The median MWT 1 was 4 weeks while the median MWT 2 was 8 weeks. A longer MWT 1 was associated with increasing patient age and a problem with travelling an extra 30 min. Symptomatic patients were less likely to accept a longer MWT 1. The MWT 2 increased as the expected duration of treatment increased but patients in regional areas were less likely to accept a longer MWT 2. The majority of patients indicated that they were unwilling to accept any loss in treatment effectiveness. Patients who had a problem with travelling an extra 30 min daily or who were unable to drive were willing to accept a loss in treatment effectiveness.

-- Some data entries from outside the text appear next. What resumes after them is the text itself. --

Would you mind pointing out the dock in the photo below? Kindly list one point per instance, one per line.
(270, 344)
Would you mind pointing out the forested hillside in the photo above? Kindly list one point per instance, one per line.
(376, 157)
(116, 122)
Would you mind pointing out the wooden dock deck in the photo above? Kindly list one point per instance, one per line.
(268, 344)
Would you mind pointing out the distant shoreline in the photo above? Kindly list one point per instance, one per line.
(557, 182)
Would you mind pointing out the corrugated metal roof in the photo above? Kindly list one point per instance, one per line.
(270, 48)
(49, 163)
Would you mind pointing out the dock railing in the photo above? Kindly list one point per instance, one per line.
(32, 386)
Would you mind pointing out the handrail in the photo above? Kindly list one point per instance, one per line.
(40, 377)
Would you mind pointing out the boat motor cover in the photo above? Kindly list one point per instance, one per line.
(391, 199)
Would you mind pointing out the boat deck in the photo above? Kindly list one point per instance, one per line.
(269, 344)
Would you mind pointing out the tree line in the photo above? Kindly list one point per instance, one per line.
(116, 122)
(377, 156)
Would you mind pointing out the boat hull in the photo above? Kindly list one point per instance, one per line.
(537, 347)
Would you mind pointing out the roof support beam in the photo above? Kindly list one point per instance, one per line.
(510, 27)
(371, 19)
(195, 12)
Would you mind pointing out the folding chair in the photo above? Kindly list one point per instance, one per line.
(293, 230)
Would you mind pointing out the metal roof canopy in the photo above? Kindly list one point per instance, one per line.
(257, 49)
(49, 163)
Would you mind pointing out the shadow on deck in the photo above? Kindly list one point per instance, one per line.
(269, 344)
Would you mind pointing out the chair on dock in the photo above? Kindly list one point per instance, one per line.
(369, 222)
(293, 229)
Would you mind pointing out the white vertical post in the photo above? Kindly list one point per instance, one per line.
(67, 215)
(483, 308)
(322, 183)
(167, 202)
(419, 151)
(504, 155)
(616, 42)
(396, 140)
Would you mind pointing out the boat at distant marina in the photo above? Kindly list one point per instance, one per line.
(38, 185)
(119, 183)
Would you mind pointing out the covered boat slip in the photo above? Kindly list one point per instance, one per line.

This study provides an estimate of the waiting times cancer patients are prepared to accept for radiation therapy and suggests that cancer patients are unlikely to trade-off effectiveness for convenience.
确定癌症患者愿意等待放疗的最长时间。
采用权衡技术(TOT),确定患者在选择将治疗转到离家较近的中心之前,准备在离家最近的中心等待治疗的最长时间,这些中心分别为:(1)距离较远,每天需要额外30分钟行程(MWT 1);(2)距离较远,治疗期间需要离家(MWT 2)。使用TOT确定患者因MWT 1和MWT 2选择而愿意接受的治疗效果损失(LIE 1、LIE 2)。
MWT 1的中位数为4周,而MWT 2的中位数为8周。MWT 1较长与患者年龄增加以及每天额外30分钟行程的问题有关。有症状的患者不太可能接受较长的MWT 1。MWT 2随着预期治疗持续时间的增加而增加,但地区患者不太可能接受较长的MWT 2。大多数患者表示他们不愿意接受治疗效果的任何损失。每天额外行程有问题或无法开车的患者愿意接受治疗效果的损失。
本研究提供了癌症患者准备接受放疗等待时间的估计,并表明癌症患者不太可能为了方便而牺牲治疗效果。